We don’t talk. Don’t need to. The low pulse of the music wraps around us like a blanket, filling the silence that neither of us seems eager to break. I just listen to the sound of her breathing, the steady rhythm syncing with the beat of the song quieting something inside me that I hadn’t realized was there.

This is something I could never do with Lily.

She never sat still. Never stopped talking. Always needed a reaction or a response. There was no time to just stop, or think, or breathe.

But Mia… Mia is different in almost every way.

She doesn’t need an explanation. Doesn’t push for answers I’m not ready to give. She just exists beside me—patient, unwavering, and present. Like she understands that her presence alone is enough. Like she’s known it all along.

Her thigh brushes against mine. I don’t move.

I like the way she feels.

For a moment, I let myself forget about everything that makes her complicated. The timing. The history. The fact that I have no business wanting her so badly.

Because right now, she belongs in this bed. Right here with me. I don’t want to fight that anymore.

It feels like something I could do every day for the rest of my life.

Maybe—just maybe—she feels it, too.

Chapter seven

"Street Lights" - Kanye West

Mia

Being in Grayson’s bedroom is… weird.

Surely there’s a better word for how I feel about being alone with Grayson in his bedroom, but right now, weird is the best I have.

I don't know what I expected his room to look like, but it isn’t this.

The walls that aren’t covered with bookshelves or records are painted navy blue.

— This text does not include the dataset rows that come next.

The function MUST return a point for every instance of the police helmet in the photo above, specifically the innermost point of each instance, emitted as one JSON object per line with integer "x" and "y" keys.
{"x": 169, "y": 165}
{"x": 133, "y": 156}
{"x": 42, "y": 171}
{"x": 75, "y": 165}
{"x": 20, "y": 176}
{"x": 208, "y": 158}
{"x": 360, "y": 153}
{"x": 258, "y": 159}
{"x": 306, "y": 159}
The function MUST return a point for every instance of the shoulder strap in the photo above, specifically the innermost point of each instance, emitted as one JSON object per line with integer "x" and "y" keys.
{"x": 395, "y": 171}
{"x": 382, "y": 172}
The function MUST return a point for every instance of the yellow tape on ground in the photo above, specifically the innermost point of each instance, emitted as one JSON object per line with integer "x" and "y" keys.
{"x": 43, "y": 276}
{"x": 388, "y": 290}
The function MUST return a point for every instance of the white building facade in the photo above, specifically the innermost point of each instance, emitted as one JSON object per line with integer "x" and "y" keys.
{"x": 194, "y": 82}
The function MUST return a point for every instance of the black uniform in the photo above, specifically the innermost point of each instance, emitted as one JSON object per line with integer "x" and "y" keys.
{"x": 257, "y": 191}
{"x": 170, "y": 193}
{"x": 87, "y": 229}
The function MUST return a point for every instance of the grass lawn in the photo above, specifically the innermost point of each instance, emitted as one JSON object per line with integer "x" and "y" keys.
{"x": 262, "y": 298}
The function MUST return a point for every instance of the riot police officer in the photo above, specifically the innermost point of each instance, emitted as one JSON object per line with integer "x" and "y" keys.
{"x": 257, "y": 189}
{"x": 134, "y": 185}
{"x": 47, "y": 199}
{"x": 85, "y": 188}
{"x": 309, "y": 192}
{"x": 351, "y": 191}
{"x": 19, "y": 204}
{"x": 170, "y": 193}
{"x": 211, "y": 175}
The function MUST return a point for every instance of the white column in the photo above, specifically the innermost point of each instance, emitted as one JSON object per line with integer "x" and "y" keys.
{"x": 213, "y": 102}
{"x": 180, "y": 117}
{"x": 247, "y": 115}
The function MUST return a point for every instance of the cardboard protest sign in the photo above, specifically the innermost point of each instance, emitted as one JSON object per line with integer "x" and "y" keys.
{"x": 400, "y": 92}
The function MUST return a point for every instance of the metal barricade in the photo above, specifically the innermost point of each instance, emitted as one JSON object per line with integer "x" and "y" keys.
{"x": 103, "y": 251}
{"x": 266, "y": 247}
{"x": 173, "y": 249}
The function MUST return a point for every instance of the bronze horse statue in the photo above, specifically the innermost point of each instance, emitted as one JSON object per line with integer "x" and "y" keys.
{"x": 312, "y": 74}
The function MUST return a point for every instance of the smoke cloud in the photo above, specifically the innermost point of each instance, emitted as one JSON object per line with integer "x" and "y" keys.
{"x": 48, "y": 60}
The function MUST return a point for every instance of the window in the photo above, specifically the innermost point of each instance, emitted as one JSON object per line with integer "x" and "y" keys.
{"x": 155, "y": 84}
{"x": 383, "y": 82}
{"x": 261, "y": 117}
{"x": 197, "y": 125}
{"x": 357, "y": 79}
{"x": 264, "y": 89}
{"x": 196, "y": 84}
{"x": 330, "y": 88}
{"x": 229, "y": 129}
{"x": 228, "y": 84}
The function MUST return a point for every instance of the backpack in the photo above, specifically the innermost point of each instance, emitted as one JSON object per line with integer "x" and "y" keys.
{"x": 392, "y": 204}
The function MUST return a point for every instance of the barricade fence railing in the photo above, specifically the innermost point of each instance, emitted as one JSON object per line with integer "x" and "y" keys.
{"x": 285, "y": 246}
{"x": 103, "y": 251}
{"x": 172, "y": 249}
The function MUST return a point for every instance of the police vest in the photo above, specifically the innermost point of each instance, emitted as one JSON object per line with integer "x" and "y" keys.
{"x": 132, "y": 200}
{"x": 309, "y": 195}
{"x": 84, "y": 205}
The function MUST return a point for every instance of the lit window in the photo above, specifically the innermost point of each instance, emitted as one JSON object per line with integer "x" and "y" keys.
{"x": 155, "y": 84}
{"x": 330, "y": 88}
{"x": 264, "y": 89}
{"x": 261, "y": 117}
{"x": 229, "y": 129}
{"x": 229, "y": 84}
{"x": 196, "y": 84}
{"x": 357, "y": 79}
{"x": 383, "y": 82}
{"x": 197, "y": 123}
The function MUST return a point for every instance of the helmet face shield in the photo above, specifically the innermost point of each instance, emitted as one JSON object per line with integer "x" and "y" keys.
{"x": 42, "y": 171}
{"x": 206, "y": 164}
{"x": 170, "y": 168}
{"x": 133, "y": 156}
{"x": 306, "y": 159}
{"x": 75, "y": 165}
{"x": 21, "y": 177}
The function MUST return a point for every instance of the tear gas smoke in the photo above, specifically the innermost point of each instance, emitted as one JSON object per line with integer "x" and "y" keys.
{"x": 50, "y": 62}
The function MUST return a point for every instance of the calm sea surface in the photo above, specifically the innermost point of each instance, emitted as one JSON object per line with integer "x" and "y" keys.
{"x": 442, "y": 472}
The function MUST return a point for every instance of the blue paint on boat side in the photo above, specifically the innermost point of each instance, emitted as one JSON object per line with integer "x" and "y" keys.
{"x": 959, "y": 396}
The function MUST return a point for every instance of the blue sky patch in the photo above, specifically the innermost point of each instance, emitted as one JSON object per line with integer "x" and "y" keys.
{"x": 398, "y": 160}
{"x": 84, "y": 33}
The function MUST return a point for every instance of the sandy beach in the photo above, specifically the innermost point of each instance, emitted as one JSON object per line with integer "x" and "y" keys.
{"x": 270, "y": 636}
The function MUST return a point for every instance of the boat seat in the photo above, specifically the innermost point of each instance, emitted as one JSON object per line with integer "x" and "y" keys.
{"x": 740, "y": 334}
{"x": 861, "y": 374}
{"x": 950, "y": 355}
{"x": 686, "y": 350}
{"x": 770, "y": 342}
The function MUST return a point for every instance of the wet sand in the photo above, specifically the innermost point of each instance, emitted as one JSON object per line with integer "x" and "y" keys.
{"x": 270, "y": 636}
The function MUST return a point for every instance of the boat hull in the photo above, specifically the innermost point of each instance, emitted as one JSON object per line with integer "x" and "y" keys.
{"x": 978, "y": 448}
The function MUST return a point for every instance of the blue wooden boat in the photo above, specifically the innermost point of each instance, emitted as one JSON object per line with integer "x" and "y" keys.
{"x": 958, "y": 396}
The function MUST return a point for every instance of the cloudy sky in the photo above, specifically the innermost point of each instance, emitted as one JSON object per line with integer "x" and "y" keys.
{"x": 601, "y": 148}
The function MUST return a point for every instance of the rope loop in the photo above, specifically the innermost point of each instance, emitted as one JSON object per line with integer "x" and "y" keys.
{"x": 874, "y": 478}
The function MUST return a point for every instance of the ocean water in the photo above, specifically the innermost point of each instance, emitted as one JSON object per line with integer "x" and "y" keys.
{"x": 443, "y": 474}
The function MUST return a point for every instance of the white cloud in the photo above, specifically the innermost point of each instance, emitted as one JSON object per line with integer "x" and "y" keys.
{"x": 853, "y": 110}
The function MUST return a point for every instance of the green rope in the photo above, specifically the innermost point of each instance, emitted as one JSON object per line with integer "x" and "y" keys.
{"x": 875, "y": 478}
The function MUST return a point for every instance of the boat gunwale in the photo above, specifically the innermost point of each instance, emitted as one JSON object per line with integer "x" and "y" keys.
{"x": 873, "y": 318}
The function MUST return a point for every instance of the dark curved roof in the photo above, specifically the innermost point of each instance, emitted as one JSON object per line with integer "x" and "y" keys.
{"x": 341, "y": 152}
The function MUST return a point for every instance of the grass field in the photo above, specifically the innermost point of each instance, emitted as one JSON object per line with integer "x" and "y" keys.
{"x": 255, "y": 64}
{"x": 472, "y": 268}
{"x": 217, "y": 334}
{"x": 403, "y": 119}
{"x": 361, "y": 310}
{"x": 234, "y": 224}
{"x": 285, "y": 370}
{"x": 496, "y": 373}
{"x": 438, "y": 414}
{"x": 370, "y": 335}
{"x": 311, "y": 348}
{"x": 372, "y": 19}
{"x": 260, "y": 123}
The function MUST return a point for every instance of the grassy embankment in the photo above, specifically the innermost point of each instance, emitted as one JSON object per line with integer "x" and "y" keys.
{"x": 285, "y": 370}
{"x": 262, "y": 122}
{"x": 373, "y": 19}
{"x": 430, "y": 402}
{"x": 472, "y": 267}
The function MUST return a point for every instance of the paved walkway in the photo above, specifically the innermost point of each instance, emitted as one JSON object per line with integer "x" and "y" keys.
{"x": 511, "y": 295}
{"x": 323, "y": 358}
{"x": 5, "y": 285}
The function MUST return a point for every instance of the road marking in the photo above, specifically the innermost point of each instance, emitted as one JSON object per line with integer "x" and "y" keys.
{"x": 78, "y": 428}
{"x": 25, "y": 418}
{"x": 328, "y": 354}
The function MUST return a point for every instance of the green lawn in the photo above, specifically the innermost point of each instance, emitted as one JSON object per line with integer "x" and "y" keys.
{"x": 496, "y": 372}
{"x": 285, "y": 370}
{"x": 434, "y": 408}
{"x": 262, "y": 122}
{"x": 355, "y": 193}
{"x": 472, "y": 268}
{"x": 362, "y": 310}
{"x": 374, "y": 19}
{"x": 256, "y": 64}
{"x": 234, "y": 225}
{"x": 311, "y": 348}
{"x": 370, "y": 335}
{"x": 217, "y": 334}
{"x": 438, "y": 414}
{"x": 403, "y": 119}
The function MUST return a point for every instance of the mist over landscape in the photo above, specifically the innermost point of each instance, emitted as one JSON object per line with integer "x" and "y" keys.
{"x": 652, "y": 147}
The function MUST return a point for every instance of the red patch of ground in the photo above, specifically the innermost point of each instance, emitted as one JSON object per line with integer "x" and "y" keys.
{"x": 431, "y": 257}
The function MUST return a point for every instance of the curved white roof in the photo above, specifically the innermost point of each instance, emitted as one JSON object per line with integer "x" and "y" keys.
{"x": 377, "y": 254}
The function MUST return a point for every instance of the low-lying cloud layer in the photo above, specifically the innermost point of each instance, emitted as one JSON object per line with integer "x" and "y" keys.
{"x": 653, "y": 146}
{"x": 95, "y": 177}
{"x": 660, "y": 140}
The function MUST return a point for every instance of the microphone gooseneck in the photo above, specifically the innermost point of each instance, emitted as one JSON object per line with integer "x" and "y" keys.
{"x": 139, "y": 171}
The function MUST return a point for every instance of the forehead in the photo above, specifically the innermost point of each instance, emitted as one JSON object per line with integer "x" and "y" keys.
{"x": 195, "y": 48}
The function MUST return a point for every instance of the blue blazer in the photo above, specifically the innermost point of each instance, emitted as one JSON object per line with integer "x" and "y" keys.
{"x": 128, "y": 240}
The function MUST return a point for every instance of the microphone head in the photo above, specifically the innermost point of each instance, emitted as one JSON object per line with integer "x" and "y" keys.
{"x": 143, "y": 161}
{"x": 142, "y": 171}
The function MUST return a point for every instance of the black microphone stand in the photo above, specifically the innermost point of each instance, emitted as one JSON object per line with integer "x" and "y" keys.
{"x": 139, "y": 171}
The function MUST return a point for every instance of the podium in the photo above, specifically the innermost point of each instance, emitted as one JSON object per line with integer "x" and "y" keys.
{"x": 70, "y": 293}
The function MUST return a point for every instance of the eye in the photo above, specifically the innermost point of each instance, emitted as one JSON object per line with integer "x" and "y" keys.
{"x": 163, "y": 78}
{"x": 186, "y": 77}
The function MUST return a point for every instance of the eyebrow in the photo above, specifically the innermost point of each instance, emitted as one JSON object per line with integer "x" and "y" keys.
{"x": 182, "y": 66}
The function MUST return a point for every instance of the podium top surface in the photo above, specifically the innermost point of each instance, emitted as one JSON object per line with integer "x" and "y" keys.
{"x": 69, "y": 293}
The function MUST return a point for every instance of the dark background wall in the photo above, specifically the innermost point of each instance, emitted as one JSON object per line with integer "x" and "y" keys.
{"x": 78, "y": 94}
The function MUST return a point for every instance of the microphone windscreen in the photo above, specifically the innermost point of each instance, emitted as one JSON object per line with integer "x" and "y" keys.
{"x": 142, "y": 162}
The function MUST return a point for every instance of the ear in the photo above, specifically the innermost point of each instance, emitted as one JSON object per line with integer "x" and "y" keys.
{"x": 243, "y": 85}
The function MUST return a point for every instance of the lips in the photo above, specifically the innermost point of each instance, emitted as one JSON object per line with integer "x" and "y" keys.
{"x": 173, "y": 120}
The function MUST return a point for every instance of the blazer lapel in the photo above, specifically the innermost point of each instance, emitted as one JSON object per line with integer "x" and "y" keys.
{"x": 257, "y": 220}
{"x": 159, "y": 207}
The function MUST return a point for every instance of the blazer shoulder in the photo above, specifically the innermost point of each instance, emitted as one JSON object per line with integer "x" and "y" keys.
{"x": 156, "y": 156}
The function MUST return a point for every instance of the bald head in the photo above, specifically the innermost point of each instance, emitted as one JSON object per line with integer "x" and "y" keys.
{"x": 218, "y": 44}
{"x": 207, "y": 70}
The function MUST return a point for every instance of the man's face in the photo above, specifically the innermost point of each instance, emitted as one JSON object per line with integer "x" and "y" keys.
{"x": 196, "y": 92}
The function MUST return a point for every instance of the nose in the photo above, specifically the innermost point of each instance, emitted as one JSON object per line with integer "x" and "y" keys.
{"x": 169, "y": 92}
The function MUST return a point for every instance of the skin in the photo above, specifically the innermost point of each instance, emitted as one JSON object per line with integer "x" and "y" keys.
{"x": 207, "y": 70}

The strangest thing is that this room certainly doesn’t look like a room that a husband and wife would share. This room is all Grayson, and the whole room smells like his cologne. Normally, I hate when cologne smell is overpowering, but this smells like…home.

Grayson also has a framed poster of his dad on a wall with a few posters of his other favorite bands.

I very clearly remember the day that my mom told me that Grayson and Johanna’s dad overdosed when Grayson was thirteen and Johanna and I were nine.

I remember watching the medical team roll the covered gurney out of their house and into the black coroner’s van.

At the time, I had been too young to know what was involved or what those words meant, but now, lying here, looking at a poster of Grayson’s dead father, I understand it all.

It had been so hard on them, especially Grayson, because from that point forward he was left to feel like there was no one in his family that understood him. Jonah Harris, no matter how troubled he’d been, had been Grayson’s lifeline to music. It’s endearing to see how he’s kept Jonah’s memory alive.

I probably would’ve enjoyed this moment a hell of a lot more if my mind didn’t keep drifting off and thinking of Lily Vance.